Untitled

After Julie Mehretu’s ‘Mogamma, A Painting in Four Parts: Part 3’ (2012)

If I could take each line and arrange the noise. If I could retrieve every body from every square, if I could take each line and substitute it for a body, if I could retrieve the bodies lined against the wall, if I could gather the desire-lines of bullets in one hand like a bouquet of naked stems, if I could unthread the line severing the head from the neck, I could take all the colour and put it back inside, skin enclosing skin.

If I could always see the edges, if I could always move the edges without losing the whole. If I could only see the edges bound the silence, the lightness of graphite, the lightness of graphite instead of bodies crowding the edges, soft belly through fishnet, fingers through the fence.

Every decision is a strike-out; every conviction comes at the expense of something else. A triangle floats, listing to the right — sunny but crowded with the hand’s currency, heaps and heaps of miniscule geometry.
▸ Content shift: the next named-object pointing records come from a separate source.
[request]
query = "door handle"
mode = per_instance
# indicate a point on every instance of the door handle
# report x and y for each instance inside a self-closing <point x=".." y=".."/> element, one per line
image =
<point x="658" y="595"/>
A murmuration blacks the sky. A false cloud twists through the buildings, a flexing through vertical shimmer, like one dark muscle twisted in the surgical theatre, one dark muscle not yet sedated. To understand instability, you first must see the outline, the sameness, the order miraged through the chaos. The glass doors half-finished, exactly, as if arresting a flood.

In this universe there is no rot, only energy. No decay and no enemies. What would I give for a world emptied of people? For an estate of my memory of places? In this world energy passes swiftly without breaking. Planes kiss without interference. In this world energy depends on other dimensions, on moving through what isn’t matter, treading ground that doesn’t form but instead fractures.

In the right-hand quadrant is a slantwise yellow line. The line is muddy, charcoal-mingled. A wash otherwise precise. It links a spiral motif of streetlamps down to an archway, twin curvatures of form. Suddenly, the line strikes a window entirely. Lancing, it’s the only time when the line looks like light.

Thinking of fires, birds, and fires, and then of how impossible it is to leave behind association. I remember once seeing a student paint a succession of little symbols — swans, lakes, castles — onto a shopfront wall. And then she very carefully painted over it again. This is another thing I think about, with Julie: an accumulation of wholes; a freedom from the violence of erasure.

In the most crowded part of the painting, Julie’s smudges look like smoke. Am I reading smoke-signals, peering at a horizon to form meaning I’m scared I’ll miss? All around me people raise their phones and click. I tried that already, squinting at the painting’s reproduction on-screen and at home. A failure of resolution, every line rotten as a pixel, energy fizzing from the cooling corpse.

There are squares on the left, lonely incidents of window and cornice. They’re filled in with black, so very dense on the raw duck canvas, the blankness of which is still startlingly intact. One thickness descends. Anomalous, its totality is unwoven into the smoke and the glass, the birds and the fires.

Joining three of four edges is a vector which branches twice. I’m grateful the painting can be empty of sentimentality. It really is generous: to render something so precisely. Architects’ drawings leave so much room in their accuracy. Think of all those clean and empty spaces. Rooms furnished with paper. Rooms so clear that the appearance of smoke would be a feature, that a single bird feather blown in by the wind would seem obvious, intentional.

Later, it can be read that the buildings, impenetrable in their fragility, fence every significant square: Mogamma, Tahir, Zuccotti. It can be read that the topography swims into a plan for democracy. A setting for desire-points intersecting, pristine edifices awaiting history’s big party. A container for a flood of bodies, of bodies wanting, the wanting cohering the bodies. The rigour of love — which doesn’t appear here, where it’s all empty but for the tracking marks, the swarm of marks, the flutter of life in the shadow realm.